EYE: How did your blog work out?
LISA: My New York trip was so successful that on week three, I got a call to do a social media campaign for a beer client. I came home and immediately started getting business.
I then decided to go to Paris for 30 days and do the exact same thing that I did in New York. From that, I got a call from Harpo Productions, which is Oprah’s network, to give Cindy Crawford advice on turning 50.
And the Huffington Post called me and asked me to chronicle my walks, which I did and several other things happened that were that were really good.
EYE: You talked about Paris because of its alleyways, but not the Louvre?
LISA: I just love real life. I didn’t even go to the Louvre when I was in Paris, did not even set foot in it. I opted to go in back alleys looking for graffiti. I remember sitting on the curb of a cordoned off street in East Harlem and watching kids have summer camp – on that hot pavement!
I sat there for an hour just watching it all. We don’t have summer camps like that in the South. And those are the slices of life that just fascinate me.
EYE: Where does your courage to navigate uncertainty come from?
LISA: My father was a lifelong Air Force pilot. When I was a small child, I guess five years old, he was transferred to El Salvador. He was used to being in different places, but not my mother.

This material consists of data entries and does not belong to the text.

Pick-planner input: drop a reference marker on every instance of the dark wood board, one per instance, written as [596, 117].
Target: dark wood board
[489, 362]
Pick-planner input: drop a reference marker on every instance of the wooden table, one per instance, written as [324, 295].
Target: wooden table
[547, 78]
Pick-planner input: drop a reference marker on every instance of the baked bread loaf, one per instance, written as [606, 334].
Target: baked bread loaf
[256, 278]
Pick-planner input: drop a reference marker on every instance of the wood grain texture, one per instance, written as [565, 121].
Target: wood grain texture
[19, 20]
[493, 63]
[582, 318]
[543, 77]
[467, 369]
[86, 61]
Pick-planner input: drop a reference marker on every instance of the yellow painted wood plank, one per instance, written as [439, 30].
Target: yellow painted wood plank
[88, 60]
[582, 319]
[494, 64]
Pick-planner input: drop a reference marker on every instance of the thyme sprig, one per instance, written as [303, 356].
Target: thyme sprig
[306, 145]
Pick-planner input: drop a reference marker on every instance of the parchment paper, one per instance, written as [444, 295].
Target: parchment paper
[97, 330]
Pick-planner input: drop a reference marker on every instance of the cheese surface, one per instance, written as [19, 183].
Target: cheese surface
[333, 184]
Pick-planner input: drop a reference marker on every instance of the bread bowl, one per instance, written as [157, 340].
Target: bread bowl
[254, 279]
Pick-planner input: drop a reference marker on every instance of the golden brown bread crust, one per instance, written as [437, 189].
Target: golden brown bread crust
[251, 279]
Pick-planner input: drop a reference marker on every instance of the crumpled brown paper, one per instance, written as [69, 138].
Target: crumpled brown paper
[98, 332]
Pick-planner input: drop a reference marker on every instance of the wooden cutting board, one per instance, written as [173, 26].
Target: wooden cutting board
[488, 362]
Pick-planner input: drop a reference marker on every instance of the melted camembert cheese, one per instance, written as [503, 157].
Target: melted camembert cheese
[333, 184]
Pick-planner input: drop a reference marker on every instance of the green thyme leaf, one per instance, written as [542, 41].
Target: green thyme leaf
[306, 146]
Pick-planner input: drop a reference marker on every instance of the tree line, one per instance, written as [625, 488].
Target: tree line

She was from a little teeny town in Alabama, and was 28 or 29 years old with two little babies and found herself going to a third world country. That’s where we started our education.
Back then there was no email and you couldn’t really afford to make long distance calls. She grabbed us up, took us and embraced every minute of it. She went for it 100 percent, and I think that’s where I got my courage.
EYE: How did you make the decision to publish such very personal thoughts?
LISA: A month or so after my 30-day walk of NYC, I treated myself to a one day BlogHer class called “Blog to Book.” Although I had zero intention of writing a book, I sat through the class anyway.
Eight bloggers plus one literary agent sat at each round table. The agent went around asking each blogger about the theme of their blog. When she came to me, the last one to report, she said, “You have to write a book!” I answered, “Ma’am, I don’t write. I don’t really even read!”
EYE: But that didn’t stop you.
LISA: Well, talk about two things you DO NOT tell a NYC literary agent… you sure as hell don’t say “Ma’am” to them, nor do you tell them you don’t read. She then looked me squarely in the eyes and said, “Well, then, get a ghost writer! Your story needs to be told.”
I brushed her off, but did tape her business card to my monitor where it hung for years. Six to seven years later, when I thought I was ready to publish, I sent her my manuscript. She came right back to me with something to the effect of “I really wanted to love this story, but it’s not ready yet. It needs more work.”
EYE: You kept at it for eight years!
LISA: Well, my editor said something to the effect of “your story will resonate with women. It may help someone else going through similar stuff.” And my daughter told me to “either print this damn book or quit talking about it.”
I had a writing tutor, Jane Gassner, out of California whom I lovingly called an army sergeant. She worked with me for four years and she would push me until I went deeper and deeper because I was a master at writing the surface level. What do you really feel? Well, I don’t feel anything. Go back and write it and come back tomorrow. She was tough but it was the best thing for me.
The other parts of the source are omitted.